Sunday, January 20, 2013

Probe of Boeing 787 Battery Fire Expands

Updated January 20, 2013, 11:27 a.m. ET

The Wall Street Journal

The National Transportation Safety Board Sunday added a new twist to the high-profile probes of electrical malfunctions aboard a pair of Boeing Co.'s 787 airliners by disclosing that the battery that caught fire on a parked Japan Airlines Co. jet earlier this month "did not exceed its designed voltage."

Japanese investigators looking into the cause of a second lithium-ion battery malfunction aboard an All Nippon Airways Co. 787, which occurred a little more than a week later, have indicated the battery in that incident may have been overcharged, leading to an emergency landing after pilots noticed a burning smell. They also have suggested similarities between the two incidents could help experts quickly get to the bottom of what happened.
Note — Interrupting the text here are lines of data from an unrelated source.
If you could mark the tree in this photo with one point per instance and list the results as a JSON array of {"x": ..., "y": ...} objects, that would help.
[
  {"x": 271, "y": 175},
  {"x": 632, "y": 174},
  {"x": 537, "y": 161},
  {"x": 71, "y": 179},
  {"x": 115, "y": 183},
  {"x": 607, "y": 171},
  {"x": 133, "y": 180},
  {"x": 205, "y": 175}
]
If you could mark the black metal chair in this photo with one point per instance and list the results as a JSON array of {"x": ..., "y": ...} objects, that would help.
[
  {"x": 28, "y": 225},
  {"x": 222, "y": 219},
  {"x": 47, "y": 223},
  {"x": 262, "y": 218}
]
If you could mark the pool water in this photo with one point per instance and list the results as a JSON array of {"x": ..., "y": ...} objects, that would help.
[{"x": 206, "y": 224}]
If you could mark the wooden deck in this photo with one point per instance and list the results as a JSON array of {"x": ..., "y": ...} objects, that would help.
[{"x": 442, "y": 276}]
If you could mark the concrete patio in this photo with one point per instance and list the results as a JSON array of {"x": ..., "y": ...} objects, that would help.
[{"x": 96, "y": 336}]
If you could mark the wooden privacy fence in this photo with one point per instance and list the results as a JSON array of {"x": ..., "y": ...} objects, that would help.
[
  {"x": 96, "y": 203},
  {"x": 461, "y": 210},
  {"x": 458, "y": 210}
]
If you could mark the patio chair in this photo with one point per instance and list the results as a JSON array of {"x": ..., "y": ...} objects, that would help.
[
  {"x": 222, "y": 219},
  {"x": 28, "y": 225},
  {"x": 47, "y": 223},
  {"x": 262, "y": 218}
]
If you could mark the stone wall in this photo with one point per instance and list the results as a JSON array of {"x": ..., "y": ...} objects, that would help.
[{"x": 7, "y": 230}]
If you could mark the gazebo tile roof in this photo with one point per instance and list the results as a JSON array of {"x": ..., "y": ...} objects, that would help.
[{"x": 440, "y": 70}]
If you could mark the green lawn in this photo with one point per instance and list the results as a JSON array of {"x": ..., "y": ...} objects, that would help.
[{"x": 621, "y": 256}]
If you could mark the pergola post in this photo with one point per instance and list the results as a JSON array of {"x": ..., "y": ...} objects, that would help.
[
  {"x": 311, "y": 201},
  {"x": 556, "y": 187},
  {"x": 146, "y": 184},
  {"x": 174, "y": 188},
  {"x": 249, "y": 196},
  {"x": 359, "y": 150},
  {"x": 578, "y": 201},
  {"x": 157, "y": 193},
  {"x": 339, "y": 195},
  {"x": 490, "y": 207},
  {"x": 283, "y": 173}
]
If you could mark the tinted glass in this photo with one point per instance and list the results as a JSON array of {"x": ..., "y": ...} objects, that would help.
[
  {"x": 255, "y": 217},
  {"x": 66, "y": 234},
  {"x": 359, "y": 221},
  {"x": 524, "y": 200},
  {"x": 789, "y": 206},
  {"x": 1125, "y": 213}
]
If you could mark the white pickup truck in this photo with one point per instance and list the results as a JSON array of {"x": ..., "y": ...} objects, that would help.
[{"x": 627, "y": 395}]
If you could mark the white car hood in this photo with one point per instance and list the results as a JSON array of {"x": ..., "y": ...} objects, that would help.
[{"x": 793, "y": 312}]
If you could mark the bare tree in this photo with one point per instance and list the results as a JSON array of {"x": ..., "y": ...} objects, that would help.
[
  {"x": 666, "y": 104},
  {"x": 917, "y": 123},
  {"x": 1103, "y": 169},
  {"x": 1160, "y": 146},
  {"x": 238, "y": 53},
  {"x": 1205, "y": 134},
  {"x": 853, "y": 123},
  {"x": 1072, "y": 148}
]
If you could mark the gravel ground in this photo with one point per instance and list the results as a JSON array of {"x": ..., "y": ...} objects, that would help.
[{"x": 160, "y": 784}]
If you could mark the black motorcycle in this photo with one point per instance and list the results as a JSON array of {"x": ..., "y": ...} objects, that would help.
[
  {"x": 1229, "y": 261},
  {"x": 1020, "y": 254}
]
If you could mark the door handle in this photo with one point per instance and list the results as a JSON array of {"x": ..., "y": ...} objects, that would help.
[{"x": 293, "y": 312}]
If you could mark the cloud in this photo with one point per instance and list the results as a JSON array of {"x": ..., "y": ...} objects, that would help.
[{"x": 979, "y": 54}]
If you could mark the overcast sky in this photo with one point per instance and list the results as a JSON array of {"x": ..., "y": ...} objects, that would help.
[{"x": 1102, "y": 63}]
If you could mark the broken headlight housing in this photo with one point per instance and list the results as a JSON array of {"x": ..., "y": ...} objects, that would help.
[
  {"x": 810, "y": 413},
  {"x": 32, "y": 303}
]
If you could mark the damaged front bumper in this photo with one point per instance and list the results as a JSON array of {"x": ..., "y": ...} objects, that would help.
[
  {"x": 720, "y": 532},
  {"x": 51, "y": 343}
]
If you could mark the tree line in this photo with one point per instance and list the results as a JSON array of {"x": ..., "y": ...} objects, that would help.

The safety board's update, released early Sunday, suggests different circumstances may have preceded the two incidents and that at least to some extent, the investigations surprisingly may be headed in divergent directions.

If that is the case, it may complicate efforts to determine the root cause of the two incidents and potentially delay Boeing's effort to persuade regulators to allow the planes back into service.

Both batteries were heavily charred, according to previously released images. The Federal Aviation Administration last week said both batteries leaked electrolyte fluid and resulted in smoke damage to nearby portions of the aircraft.

U.S. and Japanese safety experts have been working together and sharing preliminary information, though their investigations are being run separately. It is too early to draw definitive conclusions, according to people familiar with both probes, and FAA officials are waiting for more data and analysis before agreeing on interim safeguards to allow 787 Dreamliners back in the air.

The NTSB's latest release, while highlighting the breadth and depth of its investigation, doesn't appear to resolve the most pressing questions.

The safety board disclosed that a team of investigators, including industry experts, are conducting detailed examinations of the internal structure of the battery in the JAL incident, which caught fire while it was being recharged on Jan. 7 at Boston's Logan International Airport following a flight from Tokyo. Various high-tech scans of the battery, and disassembly of a number of cells, appear intended to help investigators determine whether some type of internal fault or manufacturing defect prompted the battery to overheat and start the fire.

As part of its expanding probe, the safety board also is looking at external factors. On Sunday it said investigators already have examined wiring, circuit boards and other battery-related components removed from the aircraft. Investigators also intend to test components that feed power into the battery, according to the update.

On Tuesday, according to the NTSB, a group of safety experts will meet in Arizona "to test and examine the battery charger," which is manufactured there by Secureplane Technologies Inc., a unit of Meggitt PLC.

The safety board took the unusual step of releasing an update to its 787 investigation just after midnight, during a three-day weekend including a federal holiday. The world-wide grounding of Boeing 787s is now stretching into its fifth day, as the company and U.S. and Japanese investigators work to find the causes of the two incidents.

The NTSB also said that certain parts removed from the JAL 787 have been sent to Boeing for analysis and download of data at the company's facilities, a step that could assist the Chicago plane maker in developing potential interim safeguards needed to return the fleet to service. Previously, Boeing officials expressed frustration that some data gathered by government investigators hadn't yet been provided to the company.

When the FAA last Wednesday ordered the 787 fleet in the U.S. grounded, the emergency directive effectively put a halt to all deliveries of new Dreamliners because Boeing is prohibited from conducting test flights of yet-to-be-delivered 787s. Boeing formally announced a moratorium on Dreamliner deliveries Friday.